Ottimo esordio per questa band americana di Filadelfia nel 2004 con l’album omonimo, seguito da Wedding Tree del 2005 album di covers; nel 2006 esce a proseguimento del discorso iniziale l’altrettanto valido Espers II, e dopo tre anni ecco il terzo capitolo di questo progetto Espers III.
La direzione musicale è sempre orientata verso il folk, grazie alla bellissima voce di Meg Baird che non fa rimpiangere la compianta Sandy Denny, allora singer dei Fairport Convention poi leader dei mitici Fotheringay, oppure Maddy Prior degli Steeleye Span o Jaqui Mcshee dei Pentangle, le referenze sono quindi ottime.
Sicuramente gli album precedenti pur avendo una trama maggiormente complessa risultavano piu’ ispirati; le voci di Meg e di Greg Weeks imprimevano una maggiore forza evocativa; in quest’ultimo lavoro, pur rimanendo integra la notevole potenzialità del gruppo, si avvisa una certa amplificazione del sound originale con l’uso di soluzioni piu’ ridondanti che snaturano un poco il sound con il quale ci avevano viziato, fermo restando il giudizio positivo in toto.
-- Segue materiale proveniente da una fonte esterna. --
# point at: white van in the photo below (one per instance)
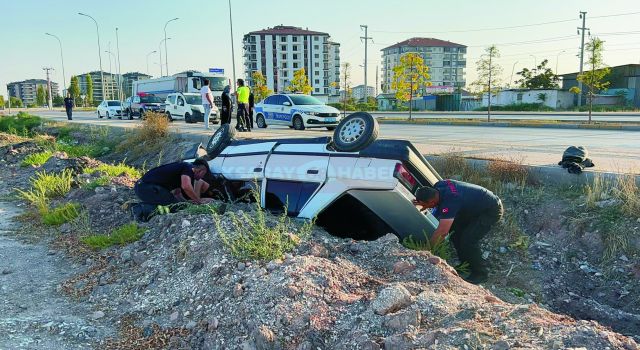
(188, 106)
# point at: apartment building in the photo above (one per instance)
(446, 61)
(26, 90)
(280, 51)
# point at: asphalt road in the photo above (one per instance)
(611, 150)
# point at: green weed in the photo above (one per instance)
(114, 170)
(36, 159)
(61, 214)
(251, 237)
(123, 235)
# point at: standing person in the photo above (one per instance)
(68, 106)
(243, 102)
(207, 102)
(225, 117)
(469, 211)
(252, 104)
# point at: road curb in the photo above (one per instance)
(503, 124)
(550, 174)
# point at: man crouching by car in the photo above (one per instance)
(171, 183)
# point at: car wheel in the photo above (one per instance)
(260, 122)
(355, 132)
(220, 139)
(298, 124)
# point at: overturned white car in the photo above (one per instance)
(352, 184)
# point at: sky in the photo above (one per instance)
(525, 32)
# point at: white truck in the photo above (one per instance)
(185, 82)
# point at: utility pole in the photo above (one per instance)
(233, 55)
(581, 30)
(50, 102)
(366, 41)
(120, 97)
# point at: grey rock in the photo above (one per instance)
(391, 299)
(400, 321)
(97, 315)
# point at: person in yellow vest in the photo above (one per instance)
(243, 106)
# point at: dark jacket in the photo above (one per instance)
(68, 103)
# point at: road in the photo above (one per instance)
(611, 150)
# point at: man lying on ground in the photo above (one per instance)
(173, 183)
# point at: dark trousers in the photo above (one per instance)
(242, 120)
(467, 234)
(154, 194)
(225, 116)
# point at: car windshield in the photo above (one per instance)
(150, 99)
(193, 99)
(304, 100)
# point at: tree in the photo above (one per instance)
(594, 78)
(299, 83)
(488, 74)
(89, 89)
(40, 96)
(541, 77)
(15, 102)
(74, 88)
(260, 89)
(409, 76)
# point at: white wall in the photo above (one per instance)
(554, 98)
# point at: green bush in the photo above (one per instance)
(123, 235)
(114, 170)
(19, 124)
(36, 159)
(62, 214)
(251, 237)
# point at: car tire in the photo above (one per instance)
(355, 132)
(260, 122)
(298, 123)
(220, 139)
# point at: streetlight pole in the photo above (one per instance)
(120, 96)
(166, 53)
(64, 80)
(512, 69)
(160, 51)
(114, 59)
(535, 62)
(233, 55)
(557, 57)
(149, 54)
(99, 53)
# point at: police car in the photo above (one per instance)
(353, 184)
(297, 111)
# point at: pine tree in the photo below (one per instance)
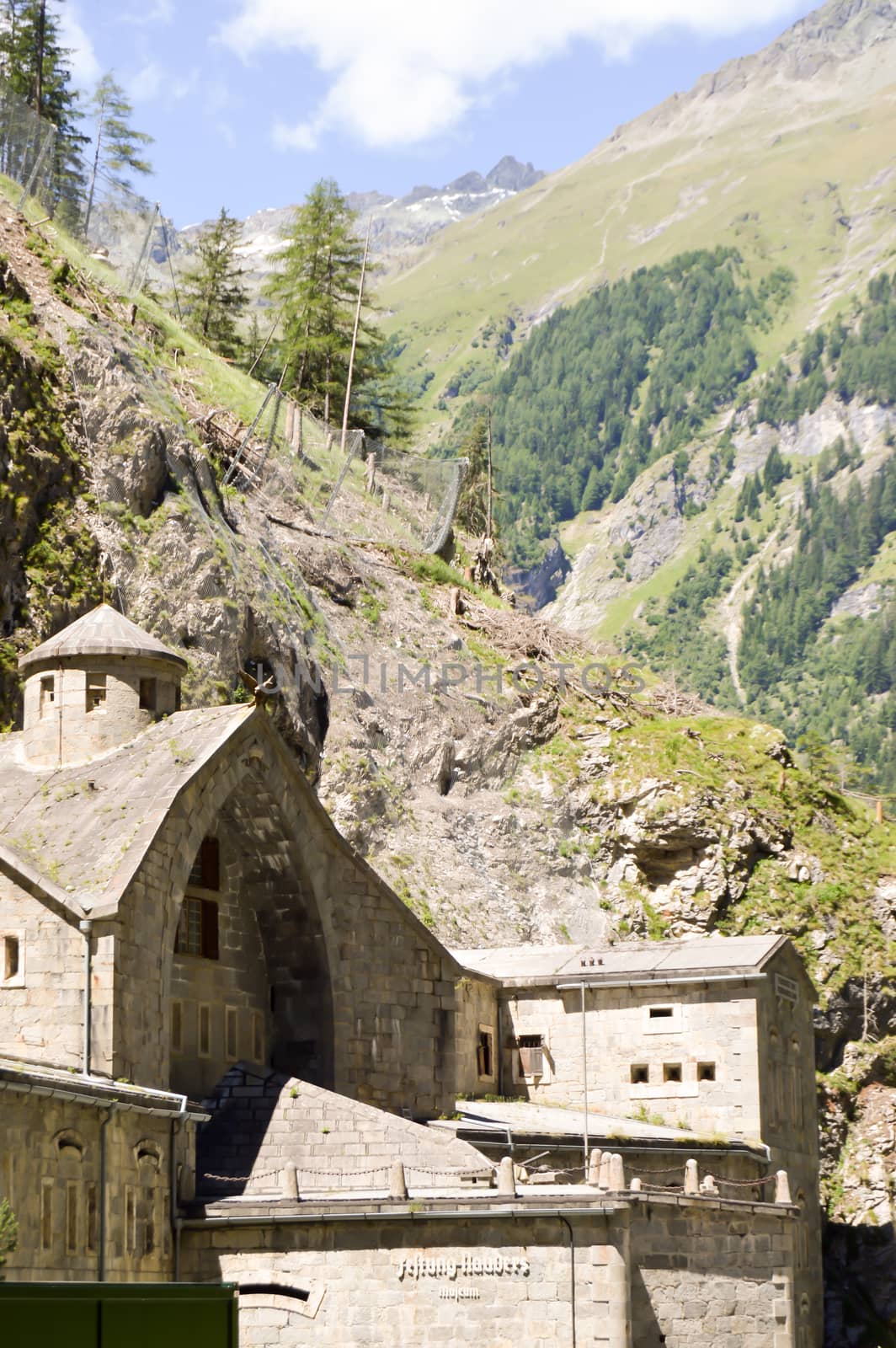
(34, 67)
(317, 287)
(116, 146)
(215, 296)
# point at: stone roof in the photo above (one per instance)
(103, 631)
(87, 826)
(630, 961)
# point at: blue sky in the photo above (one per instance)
(251, 101)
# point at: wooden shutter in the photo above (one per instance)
(209, 929)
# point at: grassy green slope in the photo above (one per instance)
(787, 155)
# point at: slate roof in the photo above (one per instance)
(103, 631)
(532, 966)
(83, 829)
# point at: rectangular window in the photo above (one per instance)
(92, 1217)
(206, 867)
(10, 957)
(47, 694)
(46, 1215)
(199, 928)
(147, 694)
(531, 1049)
(231, 1035)
(72, 1217)
(177, 1028)
(96, 698)
(485, 1053)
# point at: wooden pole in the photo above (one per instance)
(488, 519)
(355, 339)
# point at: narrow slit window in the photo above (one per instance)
(177, 1026)
(46, 1215)
(92, 1219)
(231, 1035)
(148, 694)
(72, 1217)
(485, 1053)
(11, 957)
(47, 694)
(96, 698)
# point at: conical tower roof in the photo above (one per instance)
(104, 631)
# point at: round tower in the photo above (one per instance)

Forse le partiture vocali risultano piu’affondate o affogate nel suono, l’album si apre con l’ottima “I can’t see clear” seguita da “The road of golden dust” sempre di buon livello mixata senza stacco con “Caroline”, senza dubbio piu’ accattivante; “The pearl” ha un morbido inizio che si trasforma senza che te ne accorga in un sound dove l’uso di una chitarra dal suono acido prepara al brano successivo “That which darkly thrives” dove le melodie nitide sono sospinte verso i lidi lontani di una “WEST COAST” ormai soltanto immaginaria, l’arrangiamento “dark-progressive” si alterna con reminiscenze di virtuosismi stile John Rembourn e Bert Jansh, creando una miscela acid-folk che caratterizza l’intero percorso, la dolce “Sightings” lascia spazio a Meridian”, “Another moon song” riapre scenari cari ai Pentangle, “Colony” prelude all’atto conclusivo rappresentato dalla “terra dei Troll” Trollsanda.